14th-century English political family
The Acton family was a 14th-century English political family. The four members, Laurence Acton Sr., Laurence Acton Jr., William Acton Sr., and William Acton Jr., all served as members of parliament (MPs).

== Members ==

=== William Acton Sr. ===
William Acton was bailiff of Newcastle upon Tyne "almost continuously" from 1336 until 1351. He represented the town's constituency as MP twice during this period. Two of his sons – William Jr. and Laurence Sr. – and a grandson Laurence Acton Jr. were also MPs.

=== William Acton Jr. ===
William Acton was an English politician who was MP for an unknown constituency and a mayor of Newcastle upon Tyne.

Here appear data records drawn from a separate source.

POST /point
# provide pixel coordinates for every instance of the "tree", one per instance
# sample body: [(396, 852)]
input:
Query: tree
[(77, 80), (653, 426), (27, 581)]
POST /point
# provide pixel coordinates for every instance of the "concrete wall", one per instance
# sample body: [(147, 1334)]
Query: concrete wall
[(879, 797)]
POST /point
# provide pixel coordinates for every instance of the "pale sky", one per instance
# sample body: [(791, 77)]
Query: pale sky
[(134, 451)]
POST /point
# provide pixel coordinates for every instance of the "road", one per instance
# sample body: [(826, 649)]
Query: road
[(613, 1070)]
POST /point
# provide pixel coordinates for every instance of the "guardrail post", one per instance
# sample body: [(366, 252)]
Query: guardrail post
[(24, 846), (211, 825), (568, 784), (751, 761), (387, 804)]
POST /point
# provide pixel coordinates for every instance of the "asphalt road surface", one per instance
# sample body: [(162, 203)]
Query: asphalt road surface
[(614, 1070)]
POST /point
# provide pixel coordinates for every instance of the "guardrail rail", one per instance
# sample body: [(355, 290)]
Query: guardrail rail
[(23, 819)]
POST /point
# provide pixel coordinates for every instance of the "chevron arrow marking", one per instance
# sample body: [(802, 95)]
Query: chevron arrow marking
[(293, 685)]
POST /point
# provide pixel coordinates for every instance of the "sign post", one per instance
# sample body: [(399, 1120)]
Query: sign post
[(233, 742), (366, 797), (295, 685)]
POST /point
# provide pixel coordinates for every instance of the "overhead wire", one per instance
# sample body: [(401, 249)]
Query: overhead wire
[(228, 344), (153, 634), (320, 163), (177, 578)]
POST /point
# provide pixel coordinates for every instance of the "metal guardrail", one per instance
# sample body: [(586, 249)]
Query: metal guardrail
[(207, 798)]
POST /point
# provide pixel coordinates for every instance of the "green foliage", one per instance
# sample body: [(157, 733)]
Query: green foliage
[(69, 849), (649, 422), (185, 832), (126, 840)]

The History of Parliament Online described his career as having been similar to that of his father, William Acton Sr., also an MP from Newcastle. His younger brother, Laurence Acton Sr. and nephew, Laurence Acton Jr., were also MPs.

=== Laurence Acton Sr. ===
Laurence Acton (died 1386 or 1387) was a Member of Parliament during the 1370s and a six-time bailiff of Newcastle upon Tyne. His father, William Acton, his elder brother – also named William – and his namesake son, were all MPs.

=== Laurence Acton Jr. ===
Laurence Acton (died 1410) was an English politician. He sat as MP for Newcastle-upon-Tyne in 1386, 1391, September 1397, and 1399.

Acton also served as bailiff of Newcastle-upon-Tyne from Michaelmas 1385 till 1393, as Mayor from 1393 till 1396, as Justice of the peace on 26 December 1390 and as commissioner of inquiry in Northumberland in June 1399 and July 1401.

Acton was the son and heir of Laurence Acton and Elizabeth, the daughter of Sir William Sturmyn. He married and had at least one son.

In the early 1380s, Acton served in the retinue of Henry, Earl of Northumberland helping defend Berwick-upon-Tweed. In January 1387, following his father's death, he inherited the family's estates. In January 1388, he was summoned before the King and Council at Westminster regarding matters connected with his father's estate though the outcome is unknown.

Acton died shortly before October 1410 when a writ of diem clausit extremum (Latin: "he has closed his last day") was issued in his name.